Nesting has begun for the Little Terns

The Little Terns have arrived at The Entrance North to begin nesting and Central Coast Council wants to remind everyone on how they can help protect the endangered species during this critical time.

Little Tern - photograph, Andrew Robinson.

18 November 2022

 

LITTLE TERNS migrate from South-east Asia to Australia each year and are protected under both State and Federal threatened species legislation.

 

Over the last two Little Tern breeding seasons, Council has carried out best practice management at Karagi Point, supported by the community, which has resulted in record-breaking breeding success and is significantly contributing to the long-term survival of the species.

 

Council’s Director Environment and Planning Dr Alice Howe said she hopes the community will continue to work with Council to keep the Little Terns safe and ensure breeding success during this important time.

 

“While it’s exciting to see these rare birds nesting, we ask visitors to the area to keep back from the fenced area as the Little Terns are highly sensitive to disturbance and can abandon their nest site if they feel unsafe,” Dr Howe said.

 

“We’ve also noticed a significant amount of rubbish being left in the area, which can attract predators and disturb their nesting site, so please remember to take your litter with you.

 

“Nesting has started, and we currently have more than 85 breeding pairs of the Little Terns and are hoping to see more arrive and nest as the season continues throughout summer.”

 

Council, in consultation with NSW National Parks and Wildlife Service and NSW Biodiversity and Conservation Division, have installed robust temporary fencing and signage around the breeding area to protect the eggs and chicks – but there’s more that can be done, including:

 

  • Keeping well back from the fenced area

 

  • Taking your litter with you when leaving the beach - especially all food waste, fishing tackle and bait, as this can attract predators or lead to entanglement (bins are located in the car park)

 

  • Avoiding being unnecessarily noisy (loud music, boat and jet ski motors, fireworks etc.)

 

  • Avoiding flying kites and drones near the fenced area (this can lead to colony abandonment)

 

  • Reporting fox sightings in the area

 

  • Keeping your cats indoors at night and dogs away from the reserve.

 

Dogs (including dogs on leads) are prohibited from Karagi Point at any time.

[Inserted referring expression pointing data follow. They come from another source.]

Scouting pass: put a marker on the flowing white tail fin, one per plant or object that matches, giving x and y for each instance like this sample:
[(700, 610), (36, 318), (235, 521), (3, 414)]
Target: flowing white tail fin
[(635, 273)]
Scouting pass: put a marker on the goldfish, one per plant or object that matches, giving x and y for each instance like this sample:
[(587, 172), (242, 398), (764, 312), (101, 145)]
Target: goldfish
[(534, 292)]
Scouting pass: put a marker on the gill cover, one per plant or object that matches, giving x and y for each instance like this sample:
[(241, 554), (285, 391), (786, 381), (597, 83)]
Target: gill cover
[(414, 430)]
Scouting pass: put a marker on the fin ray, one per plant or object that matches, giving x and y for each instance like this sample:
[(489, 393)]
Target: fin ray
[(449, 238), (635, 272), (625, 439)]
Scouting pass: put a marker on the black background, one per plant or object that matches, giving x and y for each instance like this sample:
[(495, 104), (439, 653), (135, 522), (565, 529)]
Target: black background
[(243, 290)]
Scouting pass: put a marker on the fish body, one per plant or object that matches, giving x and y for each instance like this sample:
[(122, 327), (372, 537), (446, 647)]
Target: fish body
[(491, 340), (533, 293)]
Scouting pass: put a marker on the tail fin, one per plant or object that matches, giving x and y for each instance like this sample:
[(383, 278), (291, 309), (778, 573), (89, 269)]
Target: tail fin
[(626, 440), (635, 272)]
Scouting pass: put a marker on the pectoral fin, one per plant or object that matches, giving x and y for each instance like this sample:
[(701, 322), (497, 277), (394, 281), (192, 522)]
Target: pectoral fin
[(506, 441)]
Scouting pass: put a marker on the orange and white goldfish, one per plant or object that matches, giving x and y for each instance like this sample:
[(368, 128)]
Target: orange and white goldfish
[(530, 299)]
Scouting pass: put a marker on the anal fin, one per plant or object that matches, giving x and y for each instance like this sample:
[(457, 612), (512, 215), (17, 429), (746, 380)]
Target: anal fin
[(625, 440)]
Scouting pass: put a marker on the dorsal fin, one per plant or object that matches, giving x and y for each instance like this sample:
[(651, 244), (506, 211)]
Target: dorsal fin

Unauthorised disturbance to endangered species or their nest could result in severe financial penalties; Council staff and rangers will be regularly patrolling the area.

 

Council’s Administrator Rik Hart said we’re very lucky to have this endangered species visit from as far away as Indonesia and South-east Asia, even further, every summer.

 

“It’s pleasing to see the Little Terns continue to use this particular site for nesting, which is a reflection of Council’s management efforts over the last few years,” Mr Hart said.

 

“I want to thank the community for being respectful of the nesting sites and urge them to continue to take care and obey the temporary fencing and signage, so we may get to enjoy these special visitors and their growing families.”

 

To assist in the conservation program, the community are asked to be watchful for eggs or chicks that may appear outside the fenced area, and to report the sightings if seen, as well as report any unauthorised activities or other issues to Council on 4306 7900.